L'ex-président péruvien Alan Garcia s'est suicidé mercredi à Lima juste avant son arrestation dans le cadre du scandale de corruption Odebrecht, dernier rebondissement dramatique de ce dossier tentaculaire éclaboussant la classe politique latino-américaine.
«Alan Garcia est décédé», a déclaré Omar Quesada, secrétaire général du parti de l'ex-dirigeant. L'actuel chef de l'Etat péruvien Martin Vizcarra s'est dit sur Twitter «consterné par le décès de l'ex-président Alan Garcia. Je transmets mes condoléances à sa famille et à ses proches», a-t-il écrit.
M. Garcia, qui était âgé de 69 ans et qui avait dirigé le pays andin de 1985 à 1990 puis de 2006 à 2011, s'est tiré une balle dans la tête alors que la police venait d'arriver à 6h30 locales à son domicile de Lima pour l'arrêter.

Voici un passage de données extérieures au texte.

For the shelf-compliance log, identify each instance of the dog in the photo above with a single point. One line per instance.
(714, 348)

Expliquant qu'il allait appeler son avocat, «il est entré dans sa chambre et a fermé la porte. Quelques minutes après, un coup de feu a été entendu et la police l'a retrouvé assis avec une blessure à la tête», a expliqué le ministre de l'Intérieur Carlos Moran lors d'une conférence de presse.
L'ancien président a alors été transféré vers l'hôpital Casimiro Ulloa dans le quartier huppé de Miraflores où il est décédé malgré les efforts des médecins.
La police venait l'arrêter pour le placer en détention provisoire à la demande de la justice dans une affaire de blanchiment d'argent présumé liée au scandale Odebrecht.
Pots-de-vin
Ce géant brésilien du bâtiment a distribué pendant plus d'une décennie un total de 788 millions de dollars dans une dizaine de pays à travers la région pour remporter des contrats, selon le ministère américain de la Justice (DoJ). L'entreprise a reconnu avoir versé 29 millions de dollars de pots-de-vin au Pérou entre 2005 et 2014.
Mardi, M. Garcia avait déclaré que cette fois il ne se cacherait pas et ne demanderait pas d'asile, en référence à sa tentative ratée du mois de décembre. Fin 2018, il avait demandé l'asile à l'Uruguay en restant 16 jours dans l'ambassade de ce pays à Lima. Montevideo avait rejeté sa demande après examen de son dossier.
Le parquet péruvien soupçonne M. Garcia et 21 autres personnes d'avoir fait en sorte que l'entreprise néerlandaise ATM Terminals remporte en 2011 une concession portuaire, alors qu'il était président.
Ces dernières semaines, l'ancien dirigeant s'était défendu en affirmant «qu'il n'existait aucune dénonciation, preuve ou transfert (d'argent) qui (le) lierait à un quelconque fait répréhensible et encore moins avec l'entreprise Odebrecht où à un de ses chantiers».
Né en 1949 à Lima, dans une famille de la classe moyenne et de militants de l'APRA (parti social-démocrate), Alan Garcia devient en 1978 le plus jeune député élu à l'Assemblée Constituante, puis le plus jeune président du Pérou, à 36 ans en 1985. Il est réélu en 2006.
Ce colosse de 1,93 mètre a longtemps bénéficié de l'aura du persécuté politique, acquise lorsque, recherché par la police du président Alberto Fujimori en 1992, il s'était enfui par les toits de sa maison pour gagner l'ambassade de Colombie.
Installé en France
Réfugié un temps à Bogota, il s'installe ensuite en France, où il effectue une partie de ses études, complétées à Madrid par un doctorat en droit afin de devenir avocat.
Parlant parfaitement français, Alan Garcia se lie à Paris avec la famille du président François Mitterrand et reçoit durant son exil le soutien du Parti socialiste français.
Alejandro Toledo (2001-2006), Alan Garcia, Ollanta Humala (2011-2016) et Pedro Pablo Kuczynski: les quatre derniers chefs de l'Etat péruvien sont dans le collimateur de la justice pour cette même affaire Odebrecht, de même que la chef de file de l'opposition Keiko Fujimori, qui a été placée en détention provisoire le 31 octobre.
Mercredi dernier, c'est l'ex-président Pedro Pablo Kuczynski (2016-2018) qui a été placé en détention provisoire pour dix jours.